Ins Lateinische geriet diese Weisheit durch Scribonius Largus, Hofarzt des Kaisers Tiberius Claudius Nero Caesar Drusus, der rund 50 Jahre nach Christi Geburt in Rom herrschte. Die römische Schadensverhütungsregel ist nachvollziehbar. Ärzte standen schon immer im Ruf, sich mit allerlei giftigen Substanzen auszukennen, also gerieten sie bei mysteriösen oder prominenten Todesfällen in Verdacht – und wurden trotzdem nie dafür belangt. Marcus Aurelius soll von seinen Ärzten vergiftet worden sein, und Caracalla hat angeblich den Leibärzten seines Vaters Septimus Severus den Vatermord befohlen. Der Ruf als Auftragskiller aber war verheerend. Um das Image der römischen Mediziner aufzupolieren, empfahl Largus seinen Kollegen mit dem "Primum nil nocere" eine vertrauensbildende Parole.

Bei den Griechen war der Satz schon seit Jahrhunderten in anderer Form virulent: "Die Regeln zur Lebensweise werde ich zum Nutzen der Kranken einsetzen, nach Kräften und gemäß meinem Urteilsvermögen; vor Schaden und Unrecht werde ich sie bewahren", hieß es in den ersten Epidemienbüchern des Corpus Hippocraticum. Diese Schriftensammlung für Ärzte wurde schon im 5. Jahrhundert vor Christus – und damit weit vor der Zeit des Altmeisters Hippokrates – begonnen.

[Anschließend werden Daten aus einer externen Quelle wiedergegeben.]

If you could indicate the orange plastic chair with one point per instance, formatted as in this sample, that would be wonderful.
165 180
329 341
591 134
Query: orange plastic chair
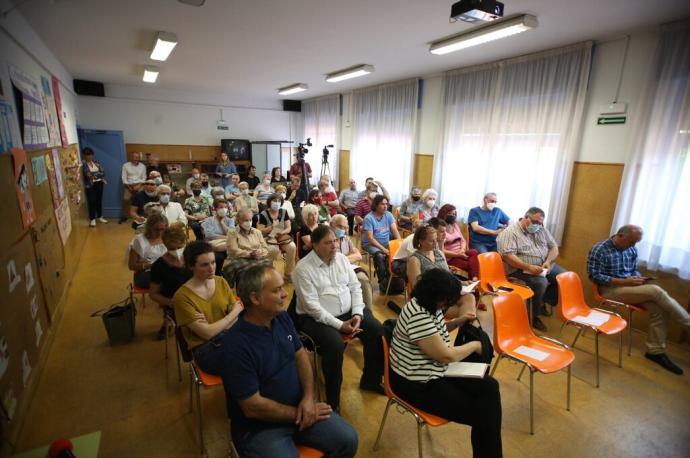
571 301
393 247
512 332
423 418
492 278
630 308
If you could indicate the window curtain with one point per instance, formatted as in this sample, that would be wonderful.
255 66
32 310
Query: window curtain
384 122
513 127
655 191
321 125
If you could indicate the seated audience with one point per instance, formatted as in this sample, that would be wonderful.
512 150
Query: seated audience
529 251
330 306
348 201
139 200
269 383
419 356
612 264
168 273
275 226
455 246
485 223
345 246
216 230
172 210
197 209
246 248
205 307
429 208
377 230
145 248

Doch so selbstlos hätten die Ärzte nicht immer argumentiert, sagt die Leipziger Medizinhistorikerin Charlotte Schubert, die im Herbst ein Buch über den hippokratischen Eid veröffentlichen wird. Bevor in der hellenistischen Zeit eine neue, philanthropische Geisteshaltung den Kranken ins Zentrum stellte, sorgten sich die Heiler mehr um sich selbst. Ausgiebig habe man eine Nutzen-Schaden-Diskussion geführt. Im 5. Jahrhundert vor Christus aber beschäftigte die Ärzte unter dem Stichwort Schaden vor allem eines: Auf welche Weise könnte die Behandlung eines Kranken der Reputation des Arztes schaden oder nützen?

Einen Koma-Fall wie den der Terri Schiavo, sagt Schubert, hätte man damals sicher nicht lange diskutiert und sich gleich abgewandt. Von hoffnungslosen Fällen ließ man besser die Finger.